Lintilä: investimentos direcionados para instituições que já têm cooperação com empresas

Na Finlândia, há um número significativo de startups que surgem nas universidades durante os estudos. As universidades têm toda a ciência de que há uma concorrência por bons profissionais no mercado e por isso querem preparar seus alunos desde o início. Por outro lado, as empresas vão atrás desses talentos e oferecem aos estudantes a possibilidade de colocar em prática suas ideias durante o período de formação. Outro ponto significativo é que nos conselhos das universidades há lugares para representantes de empresas. Então a cooperação já começa nos conselhos.

 

E esses conselheiros têm que grau de interferência no currículo acadêmico?
Claro que eles trazem a sua visão e suas preferências para o debate, mas o fio condutor ainda é o lado pedagógico e as necessidades acadêmicas.

Qual a importância da autonomia das IES neste momento que exige rápidas respostas às transformações em curso?
A autonomia que as IES finlandesas têm é importante em uma série de aspectos, principalmente pela possibilidade de buscar financiamento para além do Estado. As instituições, portanto, não ficam de mãos amarradas ou com restrição para criar diferentes projetos e direcionar as suas pesquisas. Isso ajuda no surgimento de inovações. Nas universidades, em geral, é considerado muito positivo ter essa autonomia.

A relação entre desenvolvimento econômico e ensino superior costuma se dar mais fortemente no âmbito do investimento em pesquisa nas áreas de ciência e tecnologia. Esse é o caminho? Até que ponto a inovação tem influência no desenvolvimento econômico de um país?
Sem dúvida, percebemos a relação entre investimento em P&D e desenvolvimento econômico, especialmente em nosso país, que é um país pequeno e de custo de vida alto. Não podemos concorrer com países com custo de produção mais barato e a única forma de mantermos nosso padrão de qualidade de vida, mantermos o tamanho da nossa economia e até crescer, é por meio de inovações. Um exemplo atual vem da indústria de games no país, que tem gerado muito dinheiro. Essa é a grande história de sucesso da Finlândia atualmente.

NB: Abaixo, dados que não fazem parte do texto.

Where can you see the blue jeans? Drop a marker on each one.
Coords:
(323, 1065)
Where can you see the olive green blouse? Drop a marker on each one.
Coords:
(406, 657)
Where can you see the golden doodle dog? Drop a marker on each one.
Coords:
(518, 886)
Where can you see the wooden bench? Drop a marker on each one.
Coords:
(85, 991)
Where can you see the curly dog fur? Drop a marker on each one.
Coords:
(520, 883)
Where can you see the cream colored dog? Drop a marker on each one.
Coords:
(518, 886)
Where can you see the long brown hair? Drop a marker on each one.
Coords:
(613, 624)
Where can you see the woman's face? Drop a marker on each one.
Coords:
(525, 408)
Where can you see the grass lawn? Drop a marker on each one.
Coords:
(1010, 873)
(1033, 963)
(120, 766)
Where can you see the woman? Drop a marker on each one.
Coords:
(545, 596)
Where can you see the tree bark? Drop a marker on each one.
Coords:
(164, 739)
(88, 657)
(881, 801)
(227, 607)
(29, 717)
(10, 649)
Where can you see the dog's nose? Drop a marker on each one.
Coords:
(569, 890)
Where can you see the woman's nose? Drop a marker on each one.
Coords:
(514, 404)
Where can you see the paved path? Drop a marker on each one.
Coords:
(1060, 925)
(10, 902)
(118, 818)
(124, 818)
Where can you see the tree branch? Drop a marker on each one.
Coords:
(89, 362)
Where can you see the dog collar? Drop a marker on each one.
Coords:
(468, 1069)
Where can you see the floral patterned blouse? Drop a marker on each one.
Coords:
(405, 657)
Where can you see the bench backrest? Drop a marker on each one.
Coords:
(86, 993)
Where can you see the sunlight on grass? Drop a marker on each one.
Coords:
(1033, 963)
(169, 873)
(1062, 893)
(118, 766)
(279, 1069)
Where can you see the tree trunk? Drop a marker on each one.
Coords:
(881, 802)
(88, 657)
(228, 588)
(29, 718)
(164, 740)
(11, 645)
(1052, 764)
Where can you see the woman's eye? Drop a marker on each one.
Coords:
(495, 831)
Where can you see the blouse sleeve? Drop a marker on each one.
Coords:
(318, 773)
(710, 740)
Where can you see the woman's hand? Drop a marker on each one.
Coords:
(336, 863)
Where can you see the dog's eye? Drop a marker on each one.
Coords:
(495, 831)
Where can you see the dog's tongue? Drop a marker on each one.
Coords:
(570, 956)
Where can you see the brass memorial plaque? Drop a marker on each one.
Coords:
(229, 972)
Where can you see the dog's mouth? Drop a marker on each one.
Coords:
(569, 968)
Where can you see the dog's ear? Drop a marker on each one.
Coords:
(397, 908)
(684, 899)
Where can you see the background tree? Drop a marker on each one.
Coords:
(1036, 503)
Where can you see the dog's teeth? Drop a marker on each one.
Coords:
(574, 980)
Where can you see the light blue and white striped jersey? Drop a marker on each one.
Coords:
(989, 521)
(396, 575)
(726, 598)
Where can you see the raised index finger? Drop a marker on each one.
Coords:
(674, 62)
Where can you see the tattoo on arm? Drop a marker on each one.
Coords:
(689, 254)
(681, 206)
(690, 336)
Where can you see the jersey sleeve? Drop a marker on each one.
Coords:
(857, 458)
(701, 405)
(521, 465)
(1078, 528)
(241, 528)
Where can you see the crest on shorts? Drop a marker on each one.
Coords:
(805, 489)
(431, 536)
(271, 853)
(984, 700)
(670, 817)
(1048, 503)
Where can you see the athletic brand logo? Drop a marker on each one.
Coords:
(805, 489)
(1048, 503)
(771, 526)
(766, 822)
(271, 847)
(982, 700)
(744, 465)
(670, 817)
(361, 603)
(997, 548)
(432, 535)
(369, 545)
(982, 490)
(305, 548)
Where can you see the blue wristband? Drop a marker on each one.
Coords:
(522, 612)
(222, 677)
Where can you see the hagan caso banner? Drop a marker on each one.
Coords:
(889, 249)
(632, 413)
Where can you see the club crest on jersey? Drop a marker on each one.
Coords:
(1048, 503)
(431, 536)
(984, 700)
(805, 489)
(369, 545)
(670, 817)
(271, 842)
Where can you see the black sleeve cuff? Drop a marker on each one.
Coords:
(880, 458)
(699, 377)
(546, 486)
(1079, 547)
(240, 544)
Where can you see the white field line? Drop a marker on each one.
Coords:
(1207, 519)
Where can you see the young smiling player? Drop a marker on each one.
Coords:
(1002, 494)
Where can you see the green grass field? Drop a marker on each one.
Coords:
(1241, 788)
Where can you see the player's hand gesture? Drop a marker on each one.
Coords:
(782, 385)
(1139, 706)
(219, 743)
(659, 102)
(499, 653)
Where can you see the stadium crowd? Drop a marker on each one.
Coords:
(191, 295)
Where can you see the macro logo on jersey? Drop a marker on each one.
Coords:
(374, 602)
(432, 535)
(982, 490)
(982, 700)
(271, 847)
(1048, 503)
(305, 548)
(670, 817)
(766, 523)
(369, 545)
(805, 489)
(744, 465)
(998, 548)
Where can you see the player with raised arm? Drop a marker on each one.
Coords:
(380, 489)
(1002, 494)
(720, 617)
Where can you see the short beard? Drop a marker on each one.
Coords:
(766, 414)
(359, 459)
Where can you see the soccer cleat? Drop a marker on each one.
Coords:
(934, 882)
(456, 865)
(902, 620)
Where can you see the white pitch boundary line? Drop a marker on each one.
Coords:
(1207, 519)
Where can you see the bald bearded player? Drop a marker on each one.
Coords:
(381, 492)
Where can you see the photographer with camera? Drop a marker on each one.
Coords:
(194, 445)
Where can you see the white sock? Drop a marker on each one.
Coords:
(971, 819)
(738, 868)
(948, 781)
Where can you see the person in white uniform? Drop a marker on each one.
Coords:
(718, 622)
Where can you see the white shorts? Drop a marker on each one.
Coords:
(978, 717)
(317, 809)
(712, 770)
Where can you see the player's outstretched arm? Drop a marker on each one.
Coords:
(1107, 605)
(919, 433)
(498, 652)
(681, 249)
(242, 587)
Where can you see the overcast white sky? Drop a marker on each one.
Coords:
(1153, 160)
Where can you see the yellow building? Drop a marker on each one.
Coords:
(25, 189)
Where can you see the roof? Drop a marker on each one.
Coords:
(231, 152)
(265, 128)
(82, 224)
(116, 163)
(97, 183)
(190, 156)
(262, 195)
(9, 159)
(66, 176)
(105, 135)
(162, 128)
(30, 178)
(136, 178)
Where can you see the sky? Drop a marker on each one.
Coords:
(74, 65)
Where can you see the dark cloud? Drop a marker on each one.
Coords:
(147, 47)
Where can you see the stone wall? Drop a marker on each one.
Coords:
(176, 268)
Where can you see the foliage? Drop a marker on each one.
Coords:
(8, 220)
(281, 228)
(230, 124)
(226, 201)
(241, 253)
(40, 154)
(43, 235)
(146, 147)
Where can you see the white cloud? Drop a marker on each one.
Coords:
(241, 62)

Considerando que a Finlândia também era um país com deficiências educacionais na década de 1960 e conseguiu superar isso, como o senhor acredita que podemos trilhar um caminho semelhante e obter ganhos no desenvolvimento econômico?
O fator forte do sistema educacional da Finlândia é que cada parte dele se encaixa muito bem com outras partes do sistema. Educação infantil de qualidade, ambientes de aprendizagem que apoiam o desenvolvimento do indivíduo e ensino na educação básica e ensino médio formam uma base que possibilita aos estudantes do ensino superior serem bem-sucedidos. As IES na Finlândia se encontram numa situação favorável, pois podem planejar o seu sucesso, a sua oferta, confiando na capacidade e nos conhecimentos avançados de estudantes que tiveram uma educação básica de qualidade. A ideia central do nosso sistema é que qualquer pessoa, com qualquer formação ou história de vida, possa estudar até o ponto onde seja possível estudar. Se a pessoa tem a vontade e a inclinação para os estudos, seu nível socioeconômico não vai ser um empecilho e isso é fundamental para uma educação igualitária entre todos.

No Brasil, a taxa de internacionalização nas IES é ínfima (0,2% de acordo com o último Censo do Inep). Qual o impacto da internacionalização da universidade no processo de desenvolvimento econômico de um país?
A Finlândia é uma economia pequena. Somos o lado que saiu ganhando no processo da globalização e esse fator se deve ao conhecimento adquirido e ao processo de internacionalização. O sistema de educação e pesquisa da Finlândia tem possibilitado o desenvolvimento ininterrupto da sociedade e a renovação flexível da economia. Com uma economia aberta e a população altamente formada, a Finlândia tem conseguido aproveitar as forças de transformação global da sua melhor forma. As parcerias internacionais e a ligação entre IES e o mercado são inevitáveis e essenciais. O reconhecimento e aproveitamento de informação e dados relevantes, produzidos em outros países, requerem alto nível de formação e conhecimento da população e também muita pesquisa própria. Os desafios globais não serão solucionados pelos esforços de um país só.